Stephan Bunker, a selectman from Farmington, another member of the MMA’s Executive Committee, said the state’s relationship with its cities and towns has always been a well-respected partnership, but in recent years, that relationship seems to be changing.
He said the concept of revenue-sharing was one example of “an acknowledgement between the role of state government and municipalities that are providing some essential services.”
He said LePage’s proposal has “many implications to our current and ongoing relationship, a lot of implications that have some real bright potential but also consequences to consider.”
Bunker and other members of the committee said they were not there to necessarily discourage lawmakers from fully examining LePage’s budget proposal, but they wanted to make sure towns and cities were being well-represented as that discussion took place.
Lawmakers were equally diplomatic, saying many in the Legislature, including at least three on the Legislative Council, were former elected town or city officials.
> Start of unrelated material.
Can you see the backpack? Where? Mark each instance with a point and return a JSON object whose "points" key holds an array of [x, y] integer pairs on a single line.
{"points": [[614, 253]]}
“Most of us recognize that our municipalities play an important role in delivering a whole host of services,” said Senate President Mike Thibodeau, R-Winterport. “We are all very proud of our communities that we come from, and because of that, I think each one of us comes with a certain affection for their communities.”
But Thibodeau said the tough economic situation and tight state budgets have made it increasingly difficult for the Legislature to find the funding to share with cities and towns. He said that has led to a changing relationship.
“And some of that has probably been tough on all of you and some of it has probably been good for the taxpayer at the end of the day,” Thibodeau said.
House Speaker Mark Eves, D-North Berwick, said he had a slightly different perspective and that some of his “proudest moments” as a lawmaker were fighting to protect revenue-sharing.
Eves said that by fending off previously proposed cuts to revenue-sharing, he felt the Legislature’s relationship with municipal governments was strong.
“From my perspective, we are proud of the fight that happened last time, and you can count on us to continue that and put a face to what these services look like in our towns,” Eves said.
As the discussion on the state’s budget progresses, Eves said, it would be important for lawmakers to continue to hear from cities and towns, especially those in rural parts of the state that don’t have nonprofits to make up for the losses they would face if LePage’s proposal moves forward.